Ensuite, elle relève que la cour d’appel, pour rejeter l’action en revendication et ouvrir droit en conséquence à la restitution des œuvres à la veuve DM, avait retenu qu’il appartient aux demandeurs à cette action d’établir que les œuvres en cause ont fait l’objet d’un dépôt et qu’ils échouent à en rapporter la preuve. Cependant la Cour de cassation considère que la motivation des juges du fond est inopérante puisque « le litige n’opposait pas les revendiquants au prétendu dépositaire mais à un tiers prétendant tirer ses droits de ce dernier ». Elle souligne que la cour d’appel « avait retenu que la possession de [Madame DM] était viciée, en l’absence de publicité, et que les consorts M. revendiquaient la propriété des œuvres en qualité d’héritiers ». Aussi, elle considère que l’action en revendication de ces derniers doit être accueillie et renvoie l’affaire devant la Cour d’appel de Paris autrement composée.

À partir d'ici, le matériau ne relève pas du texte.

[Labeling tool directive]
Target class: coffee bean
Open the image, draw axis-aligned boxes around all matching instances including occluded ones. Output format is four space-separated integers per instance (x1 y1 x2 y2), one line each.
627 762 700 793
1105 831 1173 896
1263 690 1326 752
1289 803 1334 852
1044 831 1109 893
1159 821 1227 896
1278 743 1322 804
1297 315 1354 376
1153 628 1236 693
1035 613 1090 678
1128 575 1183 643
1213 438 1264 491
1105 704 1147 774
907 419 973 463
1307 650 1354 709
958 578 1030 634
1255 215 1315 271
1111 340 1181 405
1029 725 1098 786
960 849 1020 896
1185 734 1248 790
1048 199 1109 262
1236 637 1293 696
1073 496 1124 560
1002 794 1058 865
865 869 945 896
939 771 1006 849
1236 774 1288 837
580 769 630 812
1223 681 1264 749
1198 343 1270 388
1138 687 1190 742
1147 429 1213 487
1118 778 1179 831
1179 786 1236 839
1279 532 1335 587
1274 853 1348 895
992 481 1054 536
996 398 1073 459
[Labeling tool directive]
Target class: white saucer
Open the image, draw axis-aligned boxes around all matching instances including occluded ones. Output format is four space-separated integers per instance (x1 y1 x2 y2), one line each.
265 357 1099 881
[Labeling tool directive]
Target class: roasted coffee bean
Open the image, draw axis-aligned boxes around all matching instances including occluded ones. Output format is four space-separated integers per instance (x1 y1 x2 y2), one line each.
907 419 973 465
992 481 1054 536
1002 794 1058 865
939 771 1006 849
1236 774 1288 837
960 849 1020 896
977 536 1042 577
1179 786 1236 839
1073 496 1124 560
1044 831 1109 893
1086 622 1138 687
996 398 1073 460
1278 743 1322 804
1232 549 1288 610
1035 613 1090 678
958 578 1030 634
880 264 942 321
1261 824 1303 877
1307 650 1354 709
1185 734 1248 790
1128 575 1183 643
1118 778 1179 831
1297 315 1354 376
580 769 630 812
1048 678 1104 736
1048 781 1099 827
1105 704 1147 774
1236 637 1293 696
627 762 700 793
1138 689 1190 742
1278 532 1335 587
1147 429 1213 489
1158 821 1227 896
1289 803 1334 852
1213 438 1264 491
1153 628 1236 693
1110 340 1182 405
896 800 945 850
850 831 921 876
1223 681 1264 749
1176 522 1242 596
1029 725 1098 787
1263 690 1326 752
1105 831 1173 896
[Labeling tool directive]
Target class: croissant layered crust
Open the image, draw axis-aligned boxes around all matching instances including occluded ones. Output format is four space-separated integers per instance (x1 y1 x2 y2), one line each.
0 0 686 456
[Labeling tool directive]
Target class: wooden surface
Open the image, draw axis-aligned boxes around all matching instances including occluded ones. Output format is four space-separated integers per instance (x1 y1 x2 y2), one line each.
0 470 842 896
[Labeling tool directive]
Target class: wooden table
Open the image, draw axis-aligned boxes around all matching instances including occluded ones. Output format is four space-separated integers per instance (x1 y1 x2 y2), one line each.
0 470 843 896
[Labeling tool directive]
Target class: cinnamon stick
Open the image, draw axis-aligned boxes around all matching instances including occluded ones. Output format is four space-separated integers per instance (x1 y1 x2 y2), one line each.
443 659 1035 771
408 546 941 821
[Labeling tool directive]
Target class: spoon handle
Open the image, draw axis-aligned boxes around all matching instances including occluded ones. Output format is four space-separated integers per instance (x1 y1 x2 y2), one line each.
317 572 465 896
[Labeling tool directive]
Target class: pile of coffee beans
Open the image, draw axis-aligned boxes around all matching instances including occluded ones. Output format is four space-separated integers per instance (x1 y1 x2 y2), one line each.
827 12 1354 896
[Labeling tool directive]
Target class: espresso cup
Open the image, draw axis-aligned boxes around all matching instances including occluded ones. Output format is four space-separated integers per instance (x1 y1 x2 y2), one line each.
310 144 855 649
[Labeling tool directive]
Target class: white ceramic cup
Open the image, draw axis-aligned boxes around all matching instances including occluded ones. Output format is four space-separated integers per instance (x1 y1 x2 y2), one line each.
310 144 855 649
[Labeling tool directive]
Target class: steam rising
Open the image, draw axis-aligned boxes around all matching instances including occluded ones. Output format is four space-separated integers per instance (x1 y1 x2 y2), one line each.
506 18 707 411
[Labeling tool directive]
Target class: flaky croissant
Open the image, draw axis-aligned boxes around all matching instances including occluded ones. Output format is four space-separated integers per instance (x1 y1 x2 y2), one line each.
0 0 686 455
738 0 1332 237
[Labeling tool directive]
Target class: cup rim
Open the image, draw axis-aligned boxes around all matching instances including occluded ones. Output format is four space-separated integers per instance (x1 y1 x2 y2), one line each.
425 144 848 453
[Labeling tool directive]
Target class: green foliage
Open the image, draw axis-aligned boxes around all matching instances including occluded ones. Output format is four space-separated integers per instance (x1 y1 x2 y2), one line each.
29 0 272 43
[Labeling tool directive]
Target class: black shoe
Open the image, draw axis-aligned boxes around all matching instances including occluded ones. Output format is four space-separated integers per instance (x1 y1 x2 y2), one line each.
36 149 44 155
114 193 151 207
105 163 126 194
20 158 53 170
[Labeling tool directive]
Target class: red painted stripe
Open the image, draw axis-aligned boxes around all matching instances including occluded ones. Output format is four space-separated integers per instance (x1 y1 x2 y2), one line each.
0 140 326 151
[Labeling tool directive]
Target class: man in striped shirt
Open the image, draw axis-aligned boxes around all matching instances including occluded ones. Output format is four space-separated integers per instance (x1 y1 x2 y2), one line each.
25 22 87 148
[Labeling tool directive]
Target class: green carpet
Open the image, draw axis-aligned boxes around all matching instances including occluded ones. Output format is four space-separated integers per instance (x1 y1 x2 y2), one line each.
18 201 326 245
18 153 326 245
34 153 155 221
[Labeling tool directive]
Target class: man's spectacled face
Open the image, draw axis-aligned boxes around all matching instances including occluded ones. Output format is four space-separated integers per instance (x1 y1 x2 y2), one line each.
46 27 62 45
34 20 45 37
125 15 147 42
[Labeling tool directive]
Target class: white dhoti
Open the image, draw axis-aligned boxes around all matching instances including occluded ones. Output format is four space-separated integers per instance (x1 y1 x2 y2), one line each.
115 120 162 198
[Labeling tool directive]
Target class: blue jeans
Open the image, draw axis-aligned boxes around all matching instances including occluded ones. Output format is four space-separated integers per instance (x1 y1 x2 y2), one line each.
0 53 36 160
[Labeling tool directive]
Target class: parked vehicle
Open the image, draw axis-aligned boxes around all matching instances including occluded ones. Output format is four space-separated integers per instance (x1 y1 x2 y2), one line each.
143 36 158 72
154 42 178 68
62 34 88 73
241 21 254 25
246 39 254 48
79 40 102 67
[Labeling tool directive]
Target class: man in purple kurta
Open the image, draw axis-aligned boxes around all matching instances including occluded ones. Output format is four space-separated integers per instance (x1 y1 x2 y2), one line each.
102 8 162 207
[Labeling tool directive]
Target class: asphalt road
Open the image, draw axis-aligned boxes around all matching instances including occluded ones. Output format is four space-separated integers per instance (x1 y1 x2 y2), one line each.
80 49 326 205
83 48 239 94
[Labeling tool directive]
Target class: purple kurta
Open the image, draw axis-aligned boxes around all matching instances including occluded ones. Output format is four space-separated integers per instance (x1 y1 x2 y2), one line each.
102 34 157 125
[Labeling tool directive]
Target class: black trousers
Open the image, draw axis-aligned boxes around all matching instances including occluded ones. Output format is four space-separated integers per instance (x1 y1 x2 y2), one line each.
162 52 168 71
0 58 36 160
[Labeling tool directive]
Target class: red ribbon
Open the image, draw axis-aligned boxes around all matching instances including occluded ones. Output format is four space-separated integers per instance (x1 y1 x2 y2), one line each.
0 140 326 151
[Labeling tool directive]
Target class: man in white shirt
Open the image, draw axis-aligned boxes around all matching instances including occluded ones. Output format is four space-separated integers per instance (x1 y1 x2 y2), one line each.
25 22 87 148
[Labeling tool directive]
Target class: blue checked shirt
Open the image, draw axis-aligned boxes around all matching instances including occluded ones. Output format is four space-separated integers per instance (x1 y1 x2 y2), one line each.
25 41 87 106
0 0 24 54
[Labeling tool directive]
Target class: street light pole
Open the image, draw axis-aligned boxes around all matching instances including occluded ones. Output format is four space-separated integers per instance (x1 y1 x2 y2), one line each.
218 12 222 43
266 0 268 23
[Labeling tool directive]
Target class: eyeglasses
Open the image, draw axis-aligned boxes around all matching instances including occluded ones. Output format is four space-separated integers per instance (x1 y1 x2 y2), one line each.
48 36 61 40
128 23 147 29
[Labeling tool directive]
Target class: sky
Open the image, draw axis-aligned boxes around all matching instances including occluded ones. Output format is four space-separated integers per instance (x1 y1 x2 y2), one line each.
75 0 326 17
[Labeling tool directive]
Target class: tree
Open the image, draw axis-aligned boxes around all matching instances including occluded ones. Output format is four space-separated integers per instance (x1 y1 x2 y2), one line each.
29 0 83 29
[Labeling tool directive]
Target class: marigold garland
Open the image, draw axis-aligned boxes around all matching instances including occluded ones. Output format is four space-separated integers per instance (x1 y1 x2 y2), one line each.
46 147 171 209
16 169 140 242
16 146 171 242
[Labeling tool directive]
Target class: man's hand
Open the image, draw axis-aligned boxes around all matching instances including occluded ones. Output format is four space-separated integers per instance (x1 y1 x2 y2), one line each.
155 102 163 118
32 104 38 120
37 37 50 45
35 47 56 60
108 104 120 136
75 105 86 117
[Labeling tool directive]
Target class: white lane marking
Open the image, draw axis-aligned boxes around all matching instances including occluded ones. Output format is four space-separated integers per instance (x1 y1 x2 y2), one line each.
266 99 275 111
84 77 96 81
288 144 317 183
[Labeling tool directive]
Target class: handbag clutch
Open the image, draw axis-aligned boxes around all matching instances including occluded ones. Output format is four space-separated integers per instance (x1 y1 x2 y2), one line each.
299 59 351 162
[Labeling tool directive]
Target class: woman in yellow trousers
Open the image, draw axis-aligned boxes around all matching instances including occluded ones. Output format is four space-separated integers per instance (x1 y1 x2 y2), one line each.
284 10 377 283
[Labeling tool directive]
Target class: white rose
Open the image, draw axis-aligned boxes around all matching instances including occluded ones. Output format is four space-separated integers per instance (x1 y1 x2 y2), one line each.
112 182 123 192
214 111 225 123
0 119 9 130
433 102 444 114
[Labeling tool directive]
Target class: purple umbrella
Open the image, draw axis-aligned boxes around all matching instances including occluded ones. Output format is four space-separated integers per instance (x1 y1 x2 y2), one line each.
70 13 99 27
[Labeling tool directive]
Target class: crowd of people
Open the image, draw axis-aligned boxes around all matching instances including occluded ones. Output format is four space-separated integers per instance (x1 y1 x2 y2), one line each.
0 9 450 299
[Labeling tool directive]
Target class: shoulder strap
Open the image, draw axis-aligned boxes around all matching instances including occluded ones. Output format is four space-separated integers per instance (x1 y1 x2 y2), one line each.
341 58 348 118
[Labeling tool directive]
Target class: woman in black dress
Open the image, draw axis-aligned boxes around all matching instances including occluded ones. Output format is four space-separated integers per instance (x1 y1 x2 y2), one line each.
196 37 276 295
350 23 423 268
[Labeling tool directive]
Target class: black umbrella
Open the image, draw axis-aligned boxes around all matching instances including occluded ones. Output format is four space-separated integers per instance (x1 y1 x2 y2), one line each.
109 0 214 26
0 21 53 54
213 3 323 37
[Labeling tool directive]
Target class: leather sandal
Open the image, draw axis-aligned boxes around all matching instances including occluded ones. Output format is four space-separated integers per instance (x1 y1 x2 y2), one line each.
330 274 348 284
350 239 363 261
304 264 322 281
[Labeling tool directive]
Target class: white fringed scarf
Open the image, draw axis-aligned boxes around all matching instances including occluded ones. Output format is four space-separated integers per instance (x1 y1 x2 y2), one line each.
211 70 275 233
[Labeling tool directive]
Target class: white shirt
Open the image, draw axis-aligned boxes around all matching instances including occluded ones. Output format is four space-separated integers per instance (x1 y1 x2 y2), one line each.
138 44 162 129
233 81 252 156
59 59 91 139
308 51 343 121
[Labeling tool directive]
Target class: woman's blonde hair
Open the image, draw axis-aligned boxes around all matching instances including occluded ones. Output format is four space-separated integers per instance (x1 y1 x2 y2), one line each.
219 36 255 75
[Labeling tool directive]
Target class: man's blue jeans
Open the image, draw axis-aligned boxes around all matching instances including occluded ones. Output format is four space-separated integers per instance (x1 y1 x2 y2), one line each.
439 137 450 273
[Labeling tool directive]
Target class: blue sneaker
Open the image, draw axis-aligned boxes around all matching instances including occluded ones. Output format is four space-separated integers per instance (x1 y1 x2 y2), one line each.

La solution est, somme toute, cohérente même si les faits rendent la première lecture de la décision confuse. Deux mécanismes jouaient dans l’affaire. D’abord, la détention des œuvres entre les mains de Monsieur T. G, puis de sa fille Madame A. G., qui dirigeaient les établissements G. Ensuite, la possession desdites œuvres par les époux M. qui avaient reçus ces dernières par dons des mains de Madame A. G. Toute l’ambiguïté ici résidait dans la stricte séparation entre les deux mécanismes ne jouant ni sur le même plan, ni entre les mêmes personnes. En effet, les consorts M. ne sont pas parvenus à prouver que les œuvres avaient été entre les mains de Madame A. G par le jeu d’un dépôt (et non au titre d’un don ou d’un paiement) mais cette preuve n’est nécessaire que pour démontrer la qualité de détenteur précaire de l’entreprise (les établissements G.). Cette preuve n’a pas lieu d’être à l’égard d’une action contre le tiers possesseur qui allègue tenir ses droits du prétendu dépositaire. Il fallait à l’endroit du possesseur se placer sur le terrain des règles de la possession. Or les juges du fond avaient établi que la possession des époux M. n’était pas utile. En effet, les juges du fond avaient relevé que les œuvres avaient été stockées dans une chambre d’ami, ni encadrées, ni exposées, ni même assurées. Ainsi, la cour d’appel relève que la possession des époux M., puis de la veuve M., n’était pas publique et, partant, était viciée. Cette démonstration suffit à elle seule à faire obstacle aux droits des possesseurs. Rendant à César ce qui lui revient, la Cour de cassation vient ordonner les exigences propres à chaque mécanisme et invite les juges du fond à réexaminer l’action en revendication des héritiers.